The Department plays a major role in the General Studies Program of the University offering diverse courses in both the Natural and Socials Sciences. The Department also offers four (4) baccalaureate degrees/majors (BA, BS, BS with GIS/Spatial Analysis Option, and BS with an Environmental Option), a 7-12 Teaching Endorsement, and two (2) Minors (Geography and Spatial Analysis). The Department’s Assessment Plan assesses both the Major/Minor components and the General Studies component, but with different emphases and assessment tools.
A variety of active, student centered mission components are derived from the Department's mission:
- Students will demonstrate regular progress towards and attainment of professional levels of communication of geographic data and analysis, including writing, oral presentations and/or poster presentation skills;
- Students will be competent in the presentation and interpretation of geographic information through the use of maps and other media. Geography Majors and Minors will be able to produce quality maps in one or more of the following production methods: Computer drafting, computer cartography, or applying Geographic Information Systems (GIS) technology to map production and spatial analysis;
- Students will demonstrate critical thinking and analytic skills through the ability to locate, assimilate, organize, and critically review appropriate geo-spatial information.
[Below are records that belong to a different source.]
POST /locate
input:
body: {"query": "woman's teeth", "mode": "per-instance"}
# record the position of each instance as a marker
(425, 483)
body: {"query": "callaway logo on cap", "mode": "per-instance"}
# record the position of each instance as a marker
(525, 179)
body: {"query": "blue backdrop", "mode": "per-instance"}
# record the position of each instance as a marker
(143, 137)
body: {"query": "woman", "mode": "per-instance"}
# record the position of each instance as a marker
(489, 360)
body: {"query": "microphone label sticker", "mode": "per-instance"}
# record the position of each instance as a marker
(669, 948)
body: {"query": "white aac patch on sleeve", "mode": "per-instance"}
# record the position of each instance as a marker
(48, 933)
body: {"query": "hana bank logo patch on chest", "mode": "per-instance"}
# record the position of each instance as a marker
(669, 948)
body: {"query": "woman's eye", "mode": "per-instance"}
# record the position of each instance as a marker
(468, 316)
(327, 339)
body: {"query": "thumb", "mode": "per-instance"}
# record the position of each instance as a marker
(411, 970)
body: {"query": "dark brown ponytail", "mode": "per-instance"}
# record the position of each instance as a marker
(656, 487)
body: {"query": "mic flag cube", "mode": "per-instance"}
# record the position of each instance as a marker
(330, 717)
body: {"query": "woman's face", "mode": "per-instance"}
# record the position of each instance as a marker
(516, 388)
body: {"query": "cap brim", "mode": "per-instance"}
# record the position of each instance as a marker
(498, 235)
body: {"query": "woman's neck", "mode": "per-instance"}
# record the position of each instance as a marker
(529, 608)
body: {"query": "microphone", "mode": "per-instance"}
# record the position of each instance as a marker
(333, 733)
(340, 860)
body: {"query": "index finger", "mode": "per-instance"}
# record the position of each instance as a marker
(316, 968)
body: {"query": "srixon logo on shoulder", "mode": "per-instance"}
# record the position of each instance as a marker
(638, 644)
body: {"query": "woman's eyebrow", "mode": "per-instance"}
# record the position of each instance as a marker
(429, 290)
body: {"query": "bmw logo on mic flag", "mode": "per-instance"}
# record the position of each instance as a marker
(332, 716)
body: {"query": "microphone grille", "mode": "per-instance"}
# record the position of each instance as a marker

- Students will understand and demonstrate basic knowledge of the distinctiveness of places and regions at various scales of generalization;
- Students will be able to describe and explain the earth's basic physical and atmospheric processes, and how they affect the spatial distributions of landforms, climates, soils, vegetation and/or hydrologic features;
- Students will be able to describe and explain the basic characteristics, distribution and interconnectedness of human and cultural features on the Earth’s surface;
- Students will be able to describe and explain various human-land interactions as they relate to both the effects of human activities upon the landscape and landscape processes, as well as the effects of the landscape and landscape processes on human activities.
- Students will demonstrate the set of civil and professional values and conventions that serve to enhance communication and encourage cooperation with and among colleagues;
- Students will demonstrate responsible and professional work habits and ethical standards in their coursework and subsequent careers.